La fuga in taxi è finita alle 23 di domenica sera, a faccia in giù sull’asfalto dell’autogrill Metauro Est, corsia nord dell’A-14, località Marotta. Braccia e gambe divaricate, guancia sinistra aderente al terreno, e otto agenti della polstrada di Senigallia e Fano che puntavano la pistola su di lui. Anche respirare poteva essere un lusso. Per questo, non ha fatto alcuna resistenza Federico Pecorale, 29 anni, originario di Montesilvano (Pescara), residente in Svizzera con la madre, l’uomo che l’altroieri alle 14.30, stanco di aspettare gli arrosticini, ha prima preso a pugni il barman e cameriere 23enne del ristobar di piazza della Rinascita a Pescara e poi ha estratto una pistola sparandogli contro tre colpi, ferendolo gravemente alla testa e alla schiena.

Le immagini delle telecamere interne dimostrano che Pecorale non aveva altro motivo per sparare che gli arrosticini per i quali c’era troppo da aspettare. Poi la fuga ma non lontano, fino a Gissi da parenti. Il tempo di fare le valigie, per ritornare in Svizzera pensando di farcela. Ma come? Ha scartato treni e aerei, e auto a noleggio. L’avrebbero controllato e preso. Ha chiamato allora un taxi, non uno su tanti, ma Vincenzo Femminilli, 66 anni, da sette mesi tassista a Vasto "perché non so stare senza fare niente" ma per 40 anni brigadiere della Finanza. Pecorale lo conosceva da pochi giorni perché lo aveva già utilizzato per spostarsi.

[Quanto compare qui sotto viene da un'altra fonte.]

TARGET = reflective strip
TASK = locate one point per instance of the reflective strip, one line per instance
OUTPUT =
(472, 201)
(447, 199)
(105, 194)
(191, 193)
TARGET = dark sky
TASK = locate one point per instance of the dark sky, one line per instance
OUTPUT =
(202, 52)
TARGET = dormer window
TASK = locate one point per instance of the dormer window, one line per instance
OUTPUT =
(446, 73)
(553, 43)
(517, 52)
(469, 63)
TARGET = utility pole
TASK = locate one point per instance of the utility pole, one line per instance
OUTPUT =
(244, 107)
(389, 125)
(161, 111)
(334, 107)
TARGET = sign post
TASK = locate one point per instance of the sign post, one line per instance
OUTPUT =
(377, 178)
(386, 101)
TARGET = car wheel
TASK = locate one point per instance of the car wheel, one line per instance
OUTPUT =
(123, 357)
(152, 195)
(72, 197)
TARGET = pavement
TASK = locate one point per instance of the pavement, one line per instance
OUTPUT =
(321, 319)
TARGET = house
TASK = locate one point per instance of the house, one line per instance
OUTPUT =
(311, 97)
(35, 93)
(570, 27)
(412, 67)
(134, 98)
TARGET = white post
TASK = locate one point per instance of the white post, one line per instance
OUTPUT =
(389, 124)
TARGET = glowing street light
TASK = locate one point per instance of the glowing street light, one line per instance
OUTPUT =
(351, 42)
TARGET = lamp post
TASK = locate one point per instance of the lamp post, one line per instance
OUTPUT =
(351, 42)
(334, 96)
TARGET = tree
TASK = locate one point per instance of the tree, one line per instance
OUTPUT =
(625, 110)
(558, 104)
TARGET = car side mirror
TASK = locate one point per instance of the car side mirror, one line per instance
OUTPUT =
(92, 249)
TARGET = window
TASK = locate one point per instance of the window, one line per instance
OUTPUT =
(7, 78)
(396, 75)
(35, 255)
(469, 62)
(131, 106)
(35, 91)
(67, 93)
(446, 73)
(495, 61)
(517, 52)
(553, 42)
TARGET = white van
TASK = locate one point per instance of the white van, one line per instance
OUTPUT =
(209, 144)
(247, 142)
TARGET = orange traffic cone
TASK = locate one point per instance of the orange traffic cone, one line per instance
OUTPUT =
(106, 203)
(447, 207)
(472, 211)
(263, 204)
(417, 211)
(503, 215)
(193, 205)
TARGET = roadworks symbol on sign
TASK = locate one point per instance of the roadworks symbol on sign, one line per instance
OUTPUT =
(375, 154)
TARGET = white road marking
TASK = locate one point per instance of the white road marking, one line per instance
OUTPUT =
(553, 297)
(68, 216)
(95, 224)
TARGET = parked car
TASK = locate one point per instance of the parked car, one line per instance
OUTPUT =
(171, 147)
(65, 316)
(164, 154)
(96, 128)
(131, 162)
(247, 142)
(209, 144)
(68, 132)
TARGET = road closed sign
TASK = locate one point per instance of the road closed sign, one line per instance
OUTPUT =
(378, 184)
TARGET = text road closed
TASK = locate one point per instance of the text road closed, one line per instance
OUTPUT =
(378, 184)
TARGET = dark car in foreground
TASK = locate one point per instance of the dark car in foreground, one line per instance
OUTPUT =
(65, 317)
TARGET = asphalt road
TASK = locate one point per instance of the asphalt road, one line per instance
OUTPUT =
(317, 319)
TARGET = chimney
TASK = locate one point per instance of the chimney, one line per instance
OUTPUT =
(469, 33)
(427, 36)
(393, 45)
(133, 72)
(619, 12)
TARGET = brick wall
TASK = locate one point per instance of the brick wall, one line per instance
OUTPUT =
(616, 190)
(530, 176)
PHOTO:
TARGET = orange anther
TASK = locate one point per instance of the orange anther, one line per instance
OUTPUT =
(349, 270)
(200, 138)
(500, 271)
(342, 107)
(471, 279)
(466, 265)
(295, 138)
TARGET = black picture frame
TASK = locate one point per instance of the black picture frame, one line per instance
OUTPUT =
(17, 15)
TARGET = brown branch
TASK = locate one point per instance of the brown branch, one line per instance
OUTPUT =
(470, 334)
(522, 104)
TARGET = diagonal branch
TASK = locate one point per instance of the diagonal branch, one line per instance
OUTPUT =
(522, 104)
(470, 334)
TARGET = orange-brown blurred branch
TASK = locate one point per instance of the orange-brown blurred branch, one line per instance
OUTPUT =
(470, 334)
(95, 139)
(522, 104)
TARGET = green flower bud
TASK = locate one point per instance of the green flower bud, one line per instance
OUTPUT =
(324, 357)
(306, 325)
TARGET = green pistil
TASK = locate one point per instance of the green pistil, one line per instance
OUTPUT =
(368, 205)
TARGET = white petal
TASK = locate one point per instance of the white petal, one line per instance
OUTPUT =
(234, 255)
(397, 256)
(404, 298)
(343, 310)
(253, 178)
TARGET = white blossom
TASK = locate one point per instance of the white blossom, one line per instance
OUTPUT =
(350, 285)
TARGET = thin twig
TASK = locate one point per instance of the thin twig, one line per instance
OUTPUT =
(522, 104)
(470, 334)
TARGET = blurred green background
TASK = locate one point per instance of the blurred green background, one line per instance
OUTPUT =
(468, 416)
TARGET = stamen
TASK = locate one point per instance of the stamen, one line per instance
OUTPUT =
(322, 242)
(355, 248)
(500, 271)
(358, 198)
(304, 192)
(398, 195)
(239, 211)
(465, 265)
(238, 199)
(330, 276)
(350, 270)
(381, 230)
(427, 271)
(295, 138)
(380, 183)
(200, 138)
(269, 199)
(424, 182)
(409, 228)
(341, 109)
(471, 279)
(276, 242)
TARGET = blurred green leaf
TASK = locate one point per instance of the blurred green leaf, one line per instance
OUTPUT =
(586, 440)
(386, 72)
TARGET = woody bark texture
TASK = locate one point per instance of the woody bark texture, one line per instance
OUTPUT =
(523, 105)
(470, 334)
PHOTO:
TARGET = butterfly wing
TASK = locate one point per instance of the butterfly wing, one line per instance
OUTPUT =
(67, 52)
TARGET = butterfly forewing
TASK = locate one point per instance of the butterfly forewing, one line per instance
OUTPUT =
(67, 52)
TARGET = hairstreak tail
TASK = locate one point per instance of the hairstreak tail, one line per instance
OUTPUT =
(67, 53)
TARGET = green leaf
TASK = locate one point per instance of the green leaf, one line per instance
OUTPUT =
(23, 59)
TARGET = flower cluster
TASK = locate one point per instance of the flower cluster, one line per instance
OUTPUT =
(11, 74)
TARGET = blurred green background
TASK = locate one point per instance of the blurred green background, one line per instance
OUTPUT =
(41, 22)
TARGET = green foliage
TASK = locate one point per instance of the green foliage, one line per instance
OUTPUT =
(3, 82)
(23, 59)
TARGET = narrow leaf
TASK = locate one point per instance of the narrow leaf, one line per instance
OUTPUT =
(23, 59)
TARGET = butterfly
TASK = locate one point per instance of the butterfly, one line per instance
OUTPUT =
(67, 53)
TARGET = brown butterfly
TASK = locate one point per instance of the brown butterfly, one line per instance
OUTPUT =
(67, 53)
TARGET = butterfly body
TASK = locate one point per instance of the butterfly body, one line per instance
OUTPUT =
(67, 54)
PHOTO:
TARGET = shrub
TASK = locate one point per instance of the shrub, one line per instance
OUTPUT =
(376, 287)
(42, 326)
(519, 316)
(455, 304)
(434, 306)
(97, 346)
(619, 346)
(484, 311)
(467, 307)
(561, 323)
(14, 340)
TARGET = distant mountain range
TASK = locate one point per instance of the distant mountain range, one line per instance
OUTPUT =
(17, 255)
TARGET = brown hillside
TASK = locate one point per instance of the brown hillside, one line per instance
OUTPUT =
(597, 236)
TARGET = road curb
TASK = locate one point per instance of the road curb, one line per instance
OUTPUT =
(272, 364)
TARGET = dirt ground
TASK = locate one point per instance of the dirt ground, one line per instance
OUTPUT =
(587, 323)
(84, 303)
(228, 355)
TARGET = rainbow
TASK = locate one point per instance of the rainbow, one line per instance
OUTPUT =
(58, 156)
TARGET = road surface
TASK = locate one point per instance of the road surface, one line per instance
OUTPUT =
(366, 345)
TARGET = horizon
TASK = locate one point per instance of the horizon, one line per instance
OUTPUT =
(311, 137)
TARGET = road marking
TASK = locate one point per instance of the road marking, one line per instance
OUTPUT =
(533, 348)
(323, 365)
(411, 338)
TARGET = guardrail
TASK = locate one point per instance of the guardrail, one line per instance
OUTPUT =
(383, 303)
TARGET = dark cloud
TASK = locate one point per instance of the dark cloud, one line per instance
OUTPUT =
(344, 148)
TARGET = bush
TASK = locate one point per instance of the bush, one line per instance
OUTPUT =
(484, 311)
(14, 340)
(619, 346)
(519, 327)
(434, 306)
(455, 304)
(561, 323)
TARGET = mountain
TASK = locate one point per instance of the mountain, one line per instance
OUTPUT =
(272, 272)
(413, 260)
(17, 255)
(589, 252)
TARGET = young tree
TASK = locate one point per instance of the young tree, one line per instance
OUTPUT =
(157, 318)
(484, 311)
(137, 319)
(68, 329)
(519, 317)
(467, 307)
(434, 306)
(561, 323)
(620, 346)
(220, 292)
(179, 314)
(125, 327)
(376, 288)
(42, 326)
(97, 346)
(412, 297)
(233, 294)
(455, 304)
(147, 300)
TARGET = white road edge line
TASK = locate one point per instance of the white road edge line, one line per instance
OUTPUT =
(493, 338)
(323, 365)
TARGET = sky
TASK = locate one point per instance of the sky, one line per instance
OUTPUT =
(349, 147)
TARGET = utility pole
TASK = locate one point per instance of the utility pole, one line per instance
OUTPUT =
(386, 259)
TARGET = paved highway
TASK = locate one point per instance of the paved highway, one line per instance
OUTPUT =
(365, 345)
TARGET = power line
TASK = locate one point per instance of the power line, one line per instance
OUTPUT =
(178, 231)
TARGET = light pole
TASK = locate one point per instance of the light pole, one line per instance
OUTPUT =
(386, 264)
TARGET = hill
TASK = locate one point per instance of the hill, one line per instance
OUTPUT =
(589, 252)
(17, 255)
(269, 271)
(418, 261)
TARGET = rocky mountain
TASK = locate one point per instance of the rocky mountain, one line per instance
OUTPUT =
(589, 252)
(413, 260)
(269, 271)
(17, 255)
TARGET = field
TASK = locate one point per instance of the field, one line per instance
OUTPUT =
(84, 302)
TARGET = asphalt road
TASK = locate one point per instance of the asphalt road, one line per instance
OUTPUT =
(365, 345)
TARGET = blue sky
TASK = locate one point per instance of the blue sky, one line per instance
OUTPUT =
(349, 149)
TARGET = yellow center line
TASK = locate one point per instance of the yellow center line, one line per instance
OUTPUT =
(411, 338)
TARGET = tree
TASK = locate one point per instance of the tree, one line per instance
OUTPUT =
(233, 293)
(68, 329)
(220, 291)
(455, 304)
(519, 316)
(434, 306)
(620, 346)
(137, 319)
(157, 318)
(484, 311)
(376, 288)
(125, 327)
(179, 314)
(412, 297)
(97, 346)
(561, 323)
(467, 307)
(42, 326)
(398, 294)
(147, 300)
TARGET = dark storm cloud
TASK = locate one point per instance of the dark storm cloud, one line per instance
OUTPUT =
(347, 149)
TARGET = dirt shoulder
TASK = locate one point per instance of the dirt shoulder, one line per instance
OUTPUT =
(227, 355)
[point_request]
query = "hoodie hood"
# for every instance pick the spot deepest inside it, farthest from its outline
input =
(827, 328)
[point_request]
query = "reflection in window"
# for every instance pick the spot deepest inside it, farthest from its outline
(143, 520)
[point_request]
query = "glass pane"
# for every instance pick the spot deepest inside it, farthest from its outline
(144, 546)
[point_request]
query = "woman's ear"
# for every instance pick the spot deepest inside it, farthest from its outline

Così ha richiamato lui dicendogli di voler tornare in Svizzera.

Al telefono, ieri, Femminilli ha raccontato: "Ho accettato dicendogli che il viaggio sarebbe costato 1.500 euro. Lui ha risposto che non c’erano problemi: è andato al bancomat, ha fatto il prelievo e mi ha fatto vedere i soldi. Così verso le 18 siamo partiti. Non sapevo niente degli spari di Pescara avvenuti poche ore prima. Nessun sospetto sulla persona, che parlava poco ma come tanti. Aveva una borsa vicino a lui nel sedile. Ma arrivati verso Roseto, squilla il mio telefono, rispondo, ed essendo in modalità Bluetooth, sente amplificato anche lui: mi dicono che erano i carabinieri. Io tolgo immediatamente il Bluetooth e mi chiedono se sto viaggiando con un cliente verso Nord. Rispondo sì, pensando di passare a lui la comunicazione ma mi dicono di attendere istruzioni. A quel punto, il cliente mi chiede cosa volessero i carabinieri, e io gli dico di non aver capito granché, poi mi chiama due o tre volte la polizia e mi chiarisce con chi avevo a che fare, indicandomi di tenermi pronto a uscire in un autogrill. Lui non sentiva le parole ma aveva capito tutto. Respirava forte, guardava dietro, dovevo proseguire ma ero certo che da un momento all’altro mi avrebbe preso alla gola o puntato la pistola. Invece sono arrivato all’autogrill mantenendo la calma, gli ho detto che facevo benzina, e subito dopo lo hanno bloccato. Era finita. Sono tornato al lavoro. Ma ho caricato solo gente che conosco".